Tonight Jupiter will be visible all night and look bigger and bright than it has since 1963.


Stephen Luntz

Stephen has a science degree with a major in physics, an arts degree with majors in English Literature and History and Philosophy of Science and a Graduate Diploma in Science Communication.

Freelance Writer

JWST's gloriou image of jupiter in infrared where it appears to shine a ghostly glowing blue
Your view of Jupiter through a backyard telescope won't match JWST’s, but next week it will be closer than any other time. Image credit: NASA, ESA, Jupiter ERS Team; image processing by Ricardo Hueso (UPV/EHU) and Judy Schmidt

On September 26 or 27, depending on your timezone, Jupiter will reach opposition. This means it is directly opposite the Sun from our perspective, rising around sunset and setting close to sunrise. That alone makes it a good time to view the Solar System’s largest planet, but this will also be the closest Jupiter has come to Earth for at least 59 years, making the giant planet's moons and cloud formations particularly visible. Time to get out the telescopes and binoculars or just gaze in wonder with your own eyes. Coincidentally, one of the most important parts of the Juno mission to the Jupiter system will take place three days later.

What does planet in opposition mean?

Oppositions of Jupiter occur roughly every 13 months because in the time Earth takes to whizz around the Sun Jupiter has traveled just under one-twelfth of its path, like the tortoise being outrun by Achilles. For the Earth to overtake it again we need an extra month after having returned to the same point in our orbit where opposition happened last time.


If the planets moved in perfect circles, every opposition would occur at an identical distance. However, planets orbit in ellipses instead, so every 11.9 years Jupiter reaches its closest approach to the Sun, known as perihelion. At perihelion, Jupiter is almost 40 million kilometers (24.9 million miles) closer to the Sun, and therefore potentially to us, than its average distance.

The closer opposition falls to Jupiter’s perihelion, the shorter the distance between Jupiter and Earth, although this is slightly complicated by the 5-million-kilometer (3.1 million miles) variation in Earth’s own distance from the Sun.

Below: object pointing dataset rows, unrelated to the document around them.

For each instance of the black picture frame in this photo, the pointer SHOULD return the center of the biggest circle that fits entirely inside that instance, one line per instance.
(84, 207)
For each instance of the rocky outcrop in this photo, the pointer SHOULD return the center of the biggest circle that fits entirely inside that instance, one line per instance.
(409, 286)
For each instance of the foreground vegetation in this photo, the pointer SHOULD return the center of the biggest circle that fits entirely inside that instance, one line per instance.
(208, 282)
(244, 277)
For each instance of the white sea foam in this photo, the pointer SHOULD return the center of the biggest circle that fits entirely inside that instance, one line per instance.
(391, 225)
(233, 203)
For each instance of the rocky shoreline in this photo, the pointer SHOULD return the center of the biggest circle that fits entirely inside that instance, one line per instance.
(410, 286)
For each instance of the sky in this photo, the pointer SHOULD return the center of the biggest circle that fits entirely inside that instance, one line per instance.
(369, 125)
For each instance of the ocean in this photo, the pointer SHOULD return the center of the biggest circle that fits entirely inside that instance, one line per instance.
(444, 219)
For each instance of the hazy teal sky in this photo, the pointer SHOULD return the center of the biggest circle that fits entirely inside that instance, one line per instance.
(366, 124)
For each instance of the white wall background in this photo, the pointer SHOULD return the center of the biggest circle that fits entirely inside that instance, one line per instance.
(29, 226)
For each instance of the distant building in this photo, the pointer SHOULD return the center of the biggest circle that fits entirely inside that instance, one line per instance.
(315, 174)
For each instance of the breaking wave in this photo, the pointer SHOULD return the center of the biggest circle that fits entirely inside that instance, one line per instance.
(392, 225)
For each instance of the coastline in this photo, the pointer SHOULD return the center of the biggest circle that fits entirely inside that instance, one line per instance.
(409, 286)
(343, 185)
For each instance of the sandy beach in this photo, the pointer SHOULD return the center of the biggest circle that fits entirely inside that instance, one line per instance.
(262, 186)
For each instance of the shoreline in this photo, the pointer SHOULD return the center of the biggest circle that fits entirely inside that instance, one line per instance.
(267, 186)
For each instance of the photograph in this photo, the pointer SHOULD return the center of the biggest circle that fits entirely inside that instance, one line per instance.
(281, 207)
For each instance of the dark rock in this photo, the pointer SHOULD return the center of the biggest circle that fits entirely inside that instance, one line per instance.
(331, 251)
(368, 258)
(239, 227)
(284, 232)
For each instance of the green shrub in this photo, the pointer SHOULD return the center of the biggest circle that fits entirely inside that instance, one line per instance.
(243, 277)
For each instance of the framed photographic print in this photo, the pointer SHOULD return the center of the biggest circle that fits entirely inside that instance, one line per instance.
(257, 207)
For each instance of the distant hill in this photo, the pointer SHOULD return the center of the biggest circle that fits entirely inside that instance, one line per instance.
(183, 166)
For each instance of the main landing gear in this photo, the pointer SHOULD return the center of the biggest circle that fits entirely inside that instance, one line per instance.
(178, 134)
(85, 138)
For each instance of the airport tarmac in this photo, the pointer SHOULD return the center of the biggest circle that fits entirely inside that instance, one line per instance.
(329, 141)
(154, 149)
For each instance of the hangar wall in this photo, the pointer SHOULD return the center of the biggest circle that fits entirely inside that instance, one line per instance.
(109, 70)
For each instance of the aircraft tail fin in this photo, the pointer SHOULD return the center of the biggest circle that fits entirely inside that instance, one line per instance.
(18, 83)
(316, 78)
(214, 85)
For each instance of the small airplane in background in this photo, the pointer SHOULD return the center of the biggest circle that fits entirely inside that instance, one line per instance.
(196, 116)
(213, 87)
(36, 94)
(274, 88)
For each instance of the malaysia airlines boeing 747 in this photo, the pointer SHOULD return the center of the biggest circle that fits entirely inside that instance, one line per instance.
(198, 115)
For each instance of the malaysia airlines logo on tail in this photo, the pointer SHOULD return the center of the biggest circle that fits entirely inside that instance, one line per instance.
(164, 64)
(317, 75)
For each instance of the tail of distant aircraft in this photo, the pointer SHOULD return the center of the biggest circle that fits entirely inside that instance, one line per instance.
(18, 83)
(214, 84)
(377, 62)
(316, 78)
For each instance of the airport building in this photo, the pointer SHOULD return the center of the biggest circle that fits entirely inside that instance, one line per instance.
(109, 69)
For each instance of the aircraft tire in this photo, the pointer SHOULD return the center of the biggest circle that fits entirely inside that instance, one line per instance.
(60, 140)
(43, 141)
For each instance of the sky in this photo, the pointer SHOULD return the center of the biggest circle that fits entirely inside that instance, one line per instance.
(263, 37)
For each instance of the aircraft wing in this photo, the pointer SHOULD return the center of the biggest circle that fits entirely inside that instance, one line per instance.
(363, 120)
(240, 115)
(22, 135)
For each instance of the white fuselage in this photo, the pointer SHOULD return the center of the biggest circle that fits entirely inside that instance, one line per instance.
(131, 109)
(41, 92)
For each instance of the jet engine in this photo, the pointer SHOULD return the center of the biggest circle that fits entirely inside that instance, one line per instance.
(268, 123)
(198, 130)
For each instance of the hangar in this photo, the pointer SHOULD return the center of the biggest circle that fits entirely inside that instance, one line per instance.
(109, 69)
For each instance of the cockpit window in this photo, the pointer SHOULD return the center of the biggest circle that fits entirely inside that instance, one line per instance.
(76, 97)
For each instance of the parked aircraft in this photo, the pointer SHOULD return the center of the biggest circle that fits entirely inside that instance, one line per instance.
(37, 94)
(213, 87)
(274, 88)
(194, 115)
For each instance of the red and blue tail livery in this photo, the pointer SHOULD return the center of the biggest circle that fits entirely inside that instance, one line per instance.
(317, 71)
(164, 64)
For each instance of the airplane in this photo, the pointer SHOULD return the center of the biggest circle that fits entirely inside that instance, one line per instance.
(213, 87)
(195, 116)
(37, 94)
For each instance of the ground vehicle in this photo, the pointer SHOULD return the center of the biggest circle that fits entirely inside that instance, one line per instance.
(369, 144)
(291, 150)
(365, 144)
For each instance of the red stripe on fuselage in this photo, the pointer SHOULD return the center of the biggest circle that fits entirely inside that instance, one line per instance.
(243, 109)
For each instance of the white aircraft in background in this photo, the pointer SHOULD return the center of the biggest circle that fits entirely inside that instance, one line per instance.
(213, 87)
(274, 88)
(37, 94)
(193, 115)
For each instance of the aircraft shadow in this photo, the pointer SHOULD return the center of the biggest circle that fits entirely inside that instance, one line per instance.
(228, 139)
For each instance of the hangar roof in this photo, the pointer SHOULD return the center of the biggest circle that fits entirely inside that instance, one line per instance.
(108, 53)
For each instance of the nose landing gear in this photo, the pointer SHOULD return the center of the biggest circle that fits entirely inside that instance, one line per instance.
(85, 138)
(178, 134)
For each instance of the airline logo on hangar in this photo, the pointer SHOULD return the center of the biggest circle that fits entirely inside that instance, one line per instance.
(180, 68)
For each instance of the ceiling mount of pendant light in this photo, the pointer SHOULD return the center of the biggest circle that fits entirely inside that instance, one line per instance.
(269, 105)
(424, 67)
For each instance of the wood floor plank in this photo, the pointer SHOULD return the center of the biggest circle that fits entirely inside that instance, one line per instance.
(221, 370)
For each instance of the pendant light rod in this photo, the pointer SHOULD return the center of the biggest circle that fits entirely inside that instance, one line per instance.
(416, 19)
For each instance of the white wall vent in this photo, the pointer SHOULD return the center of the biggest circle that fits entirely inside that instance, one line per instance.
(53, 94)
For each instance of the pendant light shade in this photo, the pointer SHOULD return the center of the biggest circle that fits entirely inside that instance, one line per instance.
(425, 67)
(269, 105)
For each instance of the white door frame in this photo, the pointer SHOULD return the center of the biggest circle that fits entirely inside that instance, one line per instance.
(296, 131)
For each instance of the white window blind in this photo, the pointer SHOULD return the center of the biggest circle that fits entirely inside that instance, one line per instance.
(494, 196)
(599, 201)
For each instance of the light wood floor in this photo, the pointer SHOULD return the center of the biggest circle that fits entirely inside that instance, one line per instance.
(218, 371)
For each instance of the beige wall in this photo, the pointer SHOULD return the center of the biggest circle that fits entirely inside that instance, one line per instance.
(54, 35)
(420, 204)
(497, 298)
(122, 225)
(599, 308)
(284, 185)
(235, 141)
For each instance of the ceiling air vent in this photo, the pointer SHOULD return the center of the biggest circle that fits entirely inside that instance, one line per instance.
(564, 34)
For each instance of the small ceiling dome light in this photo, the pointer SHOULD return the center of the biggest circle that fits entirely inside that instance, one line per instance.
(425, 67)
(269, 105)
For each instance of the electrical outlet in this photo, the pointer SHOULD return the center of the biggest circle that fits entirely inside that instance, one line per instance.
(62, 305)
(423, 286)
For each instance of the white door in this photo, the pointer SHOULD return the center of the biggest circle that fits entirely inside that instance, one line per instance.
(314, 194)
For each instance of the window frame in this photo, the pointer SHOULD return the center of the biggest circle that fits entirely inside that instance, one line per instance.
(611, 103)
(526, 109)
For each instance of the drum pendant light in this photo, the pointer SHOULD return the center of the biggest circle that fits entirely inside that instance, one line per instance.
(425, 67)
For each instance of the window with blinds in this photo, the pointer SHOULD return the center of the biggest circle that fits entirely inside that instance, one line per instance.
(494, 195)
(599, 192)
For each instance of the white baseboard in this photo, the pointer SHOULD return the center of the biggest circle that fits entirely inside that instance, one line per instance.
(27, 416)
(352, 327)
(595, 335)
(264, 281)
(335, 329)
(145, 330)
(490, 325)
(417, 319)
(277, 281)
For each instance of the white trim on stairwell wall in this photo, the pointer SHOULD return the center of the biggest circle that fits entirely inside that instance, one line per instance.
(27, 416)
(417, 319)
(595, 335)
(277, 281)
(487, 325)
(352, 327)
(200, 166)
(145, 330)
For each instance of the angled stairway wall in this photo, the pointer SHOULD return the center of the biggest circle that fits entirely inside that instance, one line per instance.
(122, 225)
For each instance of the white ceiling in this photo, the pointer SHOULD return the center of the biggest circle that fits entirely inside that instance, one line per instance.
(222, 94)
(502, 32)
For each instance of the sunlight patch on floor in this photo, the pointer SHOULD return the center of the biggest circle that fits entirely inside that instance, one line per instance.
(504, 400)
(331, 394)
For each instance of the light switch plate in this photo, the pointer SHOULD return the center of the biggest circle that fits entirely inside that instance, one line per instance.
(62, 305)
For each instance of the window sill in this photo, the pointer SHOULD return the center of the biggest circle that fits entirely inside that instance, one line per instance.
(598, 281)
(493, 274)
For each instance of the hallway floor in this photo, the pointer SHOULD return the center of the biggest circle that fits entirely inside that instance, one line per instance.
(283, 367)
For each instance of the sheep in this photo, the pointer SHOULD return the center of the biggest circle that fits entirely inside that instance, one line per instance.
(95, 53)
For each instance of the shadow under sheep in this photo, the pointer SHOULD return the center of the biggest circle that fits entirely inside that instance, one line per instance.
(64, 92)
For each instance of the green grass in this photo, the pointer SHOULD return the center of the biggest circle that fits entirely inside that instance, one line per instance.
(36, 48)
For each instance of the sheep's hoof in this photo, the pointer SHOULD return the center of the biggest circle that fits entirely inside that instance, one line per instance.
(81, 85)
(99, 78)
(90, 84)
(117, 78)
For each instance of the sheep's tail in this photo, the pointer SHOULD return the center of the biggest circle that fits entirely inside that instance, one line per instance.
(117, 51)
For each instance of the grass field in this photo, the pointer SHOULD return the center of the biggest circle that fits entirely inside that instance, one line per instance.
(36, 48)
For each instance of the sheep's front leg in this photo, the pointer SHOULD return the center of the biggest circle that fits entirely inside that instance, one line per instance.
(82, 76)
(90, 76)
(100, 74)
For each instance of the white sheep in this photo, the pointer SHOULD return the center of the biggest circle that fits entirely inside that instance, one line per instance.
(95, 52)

How close will Jupiter be?

The minimum theoretical distance between Jupiter and Earth is 588 million kilometers (365 million miles). We won’t get quite that close this time, since perihelion is not until January 2023, but next week the Earth-Jupiter distance will be within 0.5 percent of the minimum. It’s the closest the Earth will have been to Jupiter since at least 1963 (some reports incorrectly say since 1951) and we won’t be this close again for centuries.

It may be hard to tell the difference between this opposition and the next or last one, both of which were also fairly close. On the other hand, if you can cast your mind back to how the giant planet looked in 2016, the difference should be quite substantial. Moreover, because Jupiter is currently almost exactly on the celestial equator, it looks good from everywhere on the planet, poles aside, rather than being at its best for only one hemisphere.


For people with excellent eyesight and dark skies, this is a good chance to see if you can spot some of Jupiter’s moons without an astronomical instrument.

On September 29, when the distance to Jupiter will have changed only fractionally, Juno will make its only planned flyby of Europa, just 356 kilometers above the surface – closer than the ISS orbits to Earth. It will be the first time a spacecraft has gone close to Europa since 2000, and we won’t get close again for at least a decade.

During the mission, Juno will seek to detect bodies of water within the icy shell, geyser plumes, and the water vapor atmosphere.